The Rev Rec standard has a number of sale recognition criteria relevant to S&LB transactions. Each factor could count one way or the other; and none on its own would be conclusive. It would seem that three of the Rev Rec criteria as follows would operate in favour of recognizing a sale:
• The buyer/lessor takes legal title to the asset;
• The seller/lessee has a “present right to payment” for the transfer; and
• The buyer/lessor has “accepted” the transfer of the asset.
On the other hand one other Rev Rec criterion – the fact that the seller/lessee retains possession of the asset – would always count against sale recognition. The final criterion would be that of whether the buyer/lessor has assumed “significant risks and rewards of ownership of the asset”.
This would of course depend on the extent of any unguaranteed residual value (RV) in the return lease.
The Boards' staff report before the latest meeting acknowledged that simply cross-referring to the Rev Rec standard would mean that “in some circumstances there will be significant judgement in determining whether a sale has occurred” in typical S&LB structures. However, Board members were divided as to whether application guidance should be given in the leasing standard.
The IASB initially voted by a large majority against providing application guidance. However, some FASB members felt that guidance could be useful. FASB eventually decided to leave its decision on this until after receiving a further staff report on aspects of possible “override” conditions.
FASB's re-deliberation of these issues will be done at a joint meeting of the Boards. It is therefore possible, though it does not seem likely, that the IASB could then reconsider its decision not to provide application guidance in the IFRS version of the standard.
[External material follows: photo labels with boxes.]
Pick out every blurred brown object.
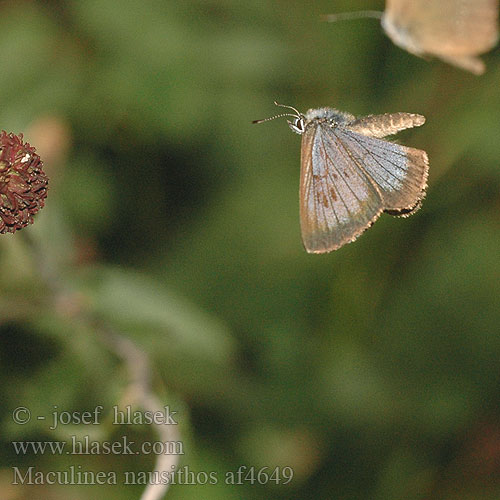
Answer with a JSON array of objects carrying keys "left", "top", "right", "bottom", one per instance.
[{"left": 26, "top": 115, "right": 73, "bottom": 176}]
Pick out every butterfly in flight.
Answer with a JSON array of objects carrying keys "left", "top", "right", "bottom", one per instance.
[{"left": 253, "top": 102, "right": 429, "bottom": 253}]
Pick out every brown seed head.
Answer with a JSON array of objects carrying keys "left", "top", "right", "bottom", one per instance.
[{"left": 0, "top": 131, "right": 49, "bottom": 233}]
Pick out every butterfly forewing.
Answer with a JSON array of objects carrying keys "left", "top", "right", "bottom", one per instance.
[
  {"left": 338, "top": 129, "right": 429, "bottom": 215},
  {"left": 300, "top": 122, "right": 384, "bottom": 253}
]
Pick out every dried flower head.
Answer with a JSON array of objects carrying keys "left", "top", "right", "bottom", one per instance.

There was a further non-convergent decision on the “override” criteria, resulting from the earlier divergent decisions as to whether to retain lease classification (for profit and loss account expensing purposes) in lessee accounting. FASB decided that in US GAAP there will be no recognition of a sale in S&LBs where the lease is classified as “Type A” (i.e. a capital or finance lease under current rules). The IASB will have no corresponding override based on lease type.
Other S&LB issues
The Boards considered several aspects of the S&LB accounting rules in cases where the sale is recognized. The major one of these concerned whether any gain or loss compared with the initial carrying value of the underlying asset should be recognized up-front by the seller/lessee.
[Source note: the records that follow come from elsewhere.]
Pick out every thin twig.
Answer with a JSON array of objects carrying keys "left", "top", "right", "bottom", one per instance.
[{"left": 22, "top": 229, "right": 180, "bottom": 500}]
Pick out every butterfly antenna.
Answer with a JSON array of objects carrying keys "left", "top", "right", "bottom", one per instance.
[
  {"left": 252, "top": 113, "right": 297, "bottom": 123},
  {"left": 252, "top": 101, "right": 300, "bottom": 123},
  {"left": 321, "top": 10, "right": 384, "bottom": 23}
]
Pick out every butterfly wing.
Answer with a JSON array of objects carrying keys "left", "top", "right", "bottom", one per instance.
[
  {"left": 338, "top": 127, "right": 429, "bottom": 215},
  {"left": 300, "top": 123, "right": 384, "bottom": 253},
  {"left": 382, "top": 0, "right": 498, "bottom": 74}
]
In ED2, given the proposal to change current practice by precluding sale recognition in some cases, no restriction was proposed on the up-front recognition of gains on the sale, where the sale itself could be recognized. However, the IASB has now adopted a more restrictive and complex rule on this aspect compared with the ED2 proposal; and here again the two Boards have adopted non-convergent solutions.
FASB decided that in the US GAAP version, there should be no deferral of gains (or losses) realized on the sale value under Type B (i.e. operating lease) deals. For IFRS the IASB agreed that while any losses on the sale would be recognized up-front, any gains would be subject to a partial deferral formula.
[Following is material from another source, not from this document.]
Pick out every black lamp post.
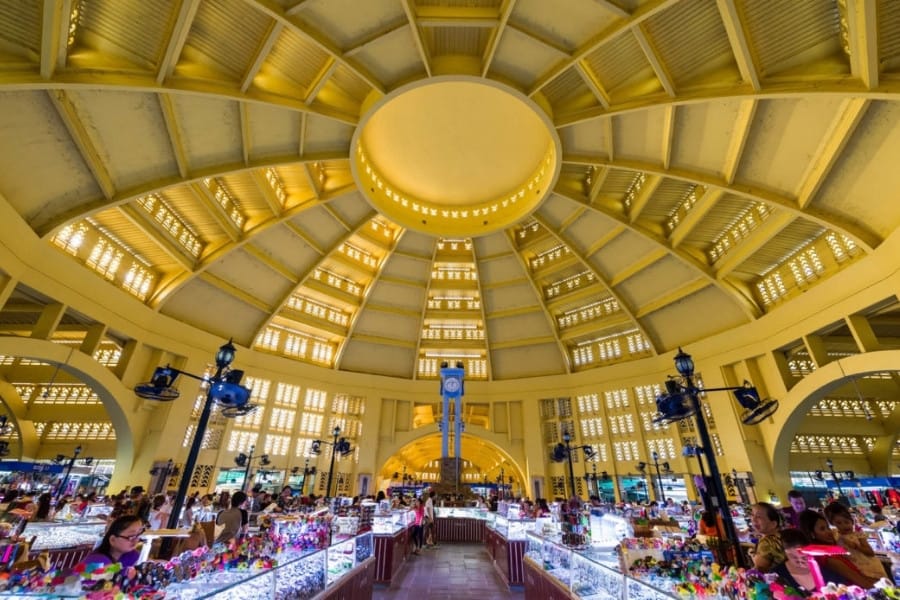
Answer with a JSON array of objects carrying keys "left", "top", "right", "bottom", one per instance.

For this purpose, where the sale price giving rise to a gain is at a fair market value, the lessee under IFRS would first measure the PV of the lease payments as a proportion of the sale price. That proportion of the gain would be deferred; while the remainder (based on the RV as proportion of the sale price) would be recognized up front. The valuation of the lessee's “right of use” (ROU) asset would then be based on the PV of the lease payments less the deferred part of the gain.
Both Boards agreed that where a sale is recognized, both parties should account for the return lease in accordance with the normal lessee and lessor accounting rules.
The Boards agreed to defer their consideration of the detailed accounting rules for cases where a sale is not recognized, until after the further requested staff report is received.
The staff report had contained recommended transition rules for applying the new S&LB requirements to return lease contracts running at the date when reporting entities first have to apply the new standard. However, the Boards decided to defer consideration of this until they decide the general transition rules for all leases, towards the end of the re-deliberation process.
Lessor disclosure rules
The other issue re-deliberated this time concerned the disclosure rules for lessors in the notes to their accounts. Most of these rules were agreed on the same lines as the ED2 proposals. There were some changes reflecting the subsequent decision to retain the main current lessor accounting models, rather than moving to a new lease classification line as proposed in ED2.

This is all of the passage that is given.